Here's a question for you. What keeps the internal shaft from moving up inside the tube?

I got one that the tree service guy wrung the shaft off right where it goes in the clutch drum.

So, I bought a new shaft . There is a tapered piece that presses together at a fixed point on the shaft at the end of the small tube that the handle clamps in.

But, the shaft will just slide up inside the tube once extended. I don't see what is designed to stop it. I put it together per the exploded view.

They must have left something out of the diagram. Or, I'm just stupid which is entirely possible.


----------



## lone wolf

ZeroJunk said:


> Here's a question for you. What keeps the internal shaft from moving up inside the tube?
> 
> I got one that the tree service guy wrung the shaft off right where it goes in the clutch drum.
> 
> So, I bought a new shaft . There is a tapered piece that presses together at a fixed point on the shaft at the end of the small tube that the handle clamps in.
> 
> But, the shaft will just slide up inside the tube once extended. I don't see what is designed to stop it. I put it together per the exploded view.
> 
> They must have left something out of the diagram. Or, I'm just stupid which is entirely possible.

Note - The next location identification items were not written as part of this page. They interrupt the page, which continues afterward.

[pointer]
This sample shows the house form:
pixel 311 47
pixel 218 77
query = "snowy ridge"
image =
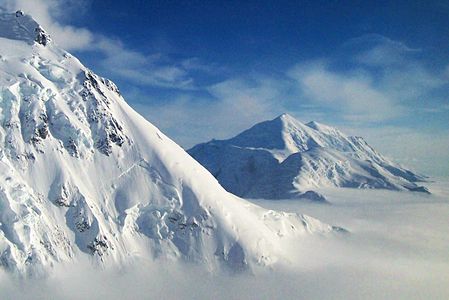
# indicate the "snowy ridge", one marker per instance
pixel 284 158
pixel 83 174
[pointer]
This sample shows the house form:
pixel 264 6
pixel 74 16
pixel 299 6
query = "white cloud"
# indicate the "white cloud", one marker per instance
pixel 354 96
pixel 237 104
pixel 118 59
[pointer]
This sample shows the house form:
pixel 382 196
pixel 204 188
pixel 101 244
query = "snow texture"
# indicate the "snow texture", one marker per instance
pixel 83 174
pixel 284 158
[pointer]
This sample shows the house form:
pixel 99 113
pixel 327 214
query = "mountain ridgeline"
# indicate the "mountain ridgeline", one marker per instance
pixel 83 174
pixel 284 158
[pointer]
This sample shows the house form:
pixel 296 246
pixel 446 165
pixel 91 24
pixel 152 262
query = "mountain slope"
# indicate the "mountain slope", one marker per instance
pixel 284 158
pixel 83 174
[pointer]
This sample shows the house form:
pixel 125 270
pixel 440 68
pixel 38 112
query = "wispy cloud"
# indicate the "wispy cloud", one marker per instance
pixel 232 106
pixel 380 80
pixel 151 69
pixel 354 96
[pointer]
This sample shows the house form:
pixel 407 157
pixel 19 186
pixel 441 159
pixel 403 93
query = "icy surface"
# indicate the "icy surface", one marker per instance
pixel 284 158
pixel 84 175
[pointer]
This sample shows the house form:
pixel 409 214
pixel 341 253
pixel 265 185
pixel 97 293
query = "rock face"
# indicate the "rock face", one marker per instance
pixel 284 158
pixel 81 173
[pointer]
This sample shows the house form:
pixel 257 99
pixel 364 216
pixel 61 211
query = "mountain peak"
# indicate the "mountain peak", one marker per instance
pixel 22 27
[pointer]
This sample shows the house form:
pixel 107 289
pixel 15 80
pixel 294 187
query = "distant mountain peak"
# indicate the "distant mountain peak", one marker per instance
pixel 22 27
pixel 82 173
pixel 284 158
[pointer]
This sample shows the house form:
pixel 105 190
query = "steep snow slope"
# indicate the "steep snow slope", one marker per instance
pixel 284 158
pixel 82 173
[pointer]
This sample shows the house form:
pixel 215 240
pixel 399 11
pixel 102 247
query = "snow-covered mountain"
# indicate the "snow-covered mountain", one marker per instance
pixel 284 158
pixel 81 173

Well does it work right or pull out? Is that what you mean what stops it from pulling all the way out?


----------



## ZeroJunk

lone wolf said:


> Well does it work right or pull out? Is that what you mean what stops it from pulling all the way out?

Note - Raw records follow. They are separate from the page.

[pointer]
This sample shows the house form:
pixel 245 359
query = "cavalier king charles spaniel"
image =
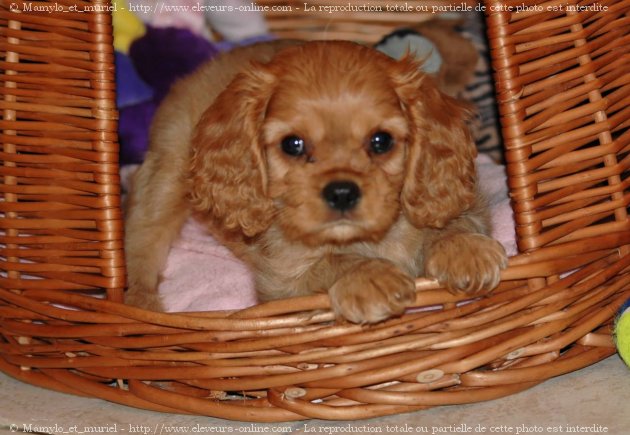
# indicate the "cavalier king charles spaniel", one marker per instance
pixel 325 167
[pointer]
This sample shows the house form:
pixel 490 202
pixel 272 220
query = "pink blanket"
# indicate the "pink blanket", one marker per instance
pixel 202 275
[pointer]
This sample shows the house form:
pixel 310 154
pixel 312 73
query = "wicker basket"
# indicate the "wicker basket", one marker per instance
pixel 563 82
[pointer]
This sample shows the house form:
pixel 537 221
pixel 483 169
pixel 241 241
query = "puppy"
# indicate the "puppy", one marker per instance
pixel 324 166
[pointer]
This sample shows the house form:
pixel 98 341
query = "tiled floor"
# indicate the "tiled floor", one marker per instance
pixel 592 400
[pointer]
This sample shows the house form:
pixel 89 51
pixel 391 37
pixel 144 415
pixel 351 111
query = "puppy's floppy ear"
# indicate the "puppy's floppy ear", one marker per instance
pixel 440 174
pixel 228 176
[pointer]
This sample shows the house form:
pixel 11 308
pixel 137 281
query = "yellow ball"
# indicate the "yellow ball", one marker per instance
pixel 622 336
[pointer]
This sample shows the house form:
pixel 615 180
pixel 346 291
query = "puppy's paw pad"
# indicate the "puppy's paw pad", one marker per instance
pixel 469 263
pixel 371 292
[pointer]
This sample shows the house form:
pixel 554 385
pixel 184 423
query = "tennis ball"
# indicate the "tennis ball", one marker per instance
pixel 622 332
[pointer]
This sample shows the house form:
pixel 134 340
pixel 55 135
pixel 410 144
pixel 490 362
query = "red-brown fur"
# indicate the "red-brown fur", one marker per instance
pixel 217 155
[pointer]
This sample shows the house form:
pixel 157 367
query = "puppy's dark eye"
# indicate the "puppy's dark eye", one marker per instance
pixel 293 146
pixel 381 142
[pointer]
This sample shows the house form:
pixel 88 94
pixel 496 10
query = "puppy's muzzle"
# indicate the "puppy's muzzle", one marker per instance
pixel 341 195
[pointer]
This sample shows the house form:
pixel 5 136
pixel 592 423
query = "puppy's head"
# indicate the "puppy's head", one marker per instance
pixel 332 141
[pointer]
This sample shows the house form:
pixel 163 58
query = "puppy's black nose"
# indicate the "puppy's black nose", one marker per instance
pixel 341 195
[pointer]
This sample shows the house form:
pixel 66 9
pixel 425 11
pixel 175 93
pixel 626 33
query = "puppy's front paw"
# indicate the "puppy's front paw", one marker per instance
pixel 467 262
pixel 372 291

Yeah, when you extend it out the shaft just slips out of the clutch drum. Nothing to stop it. So, I'm either missing a part or have something wrong.

I suspect the only IPL you will find on line is for a 103, which I think is the same.

There is a plastic piece in the end of the small tube that the control handle mounts on. And there is a two piece fitting that presses together and locks on the shaft,

The way it is now, it only keeps the shaft from moving toward the clutch. Well, the clutch is going to stop that anyway.

But, That is the way the drawing shows it. I'm just missing something.


----------



## Ax-man

Thanks Wolf , I posted this earlier but neglected to hit the reply button , Drrr on my part .

I can't help with the shaft problem because I have never been inside one of those tubes on any HT pruner. There is a you tube vid by one guy who knows what he is doing who works on many of those HT pruners. Maybe you can catch something your missing . Worth a try .


----------



## ZeroJunk

Nothing on that particular unit and it is different from an HT131.

Looks to me like 28 and 29 that are the two pieces that press together and lock on the shaft have to be on the motor end of 13 which is the plastic internal sleeve.

But, damn if it looks like it is made that way because the sleeve part that it would ride in faces in the wrong direction of the tab that holds it in place.

I'm sure that makes no sense if you aren't looking at it, just be aware if you ever break a shaft to pay close attention.


----------



## Erwin

ZeroJunk said:


> "when you extend it out the shaft just slips out of the clutch drum. Nothing to stop it"


So, did you figure out how it works?
My HT-133 just stopped cutting and after tearing everything apart, I determined that everything is as perfect as out of the factory. It's just nothing to stop the flexible shaft that goes into the clutch from coming out when you pull the extention tubing. Appreciate ur insights. Erwin


----------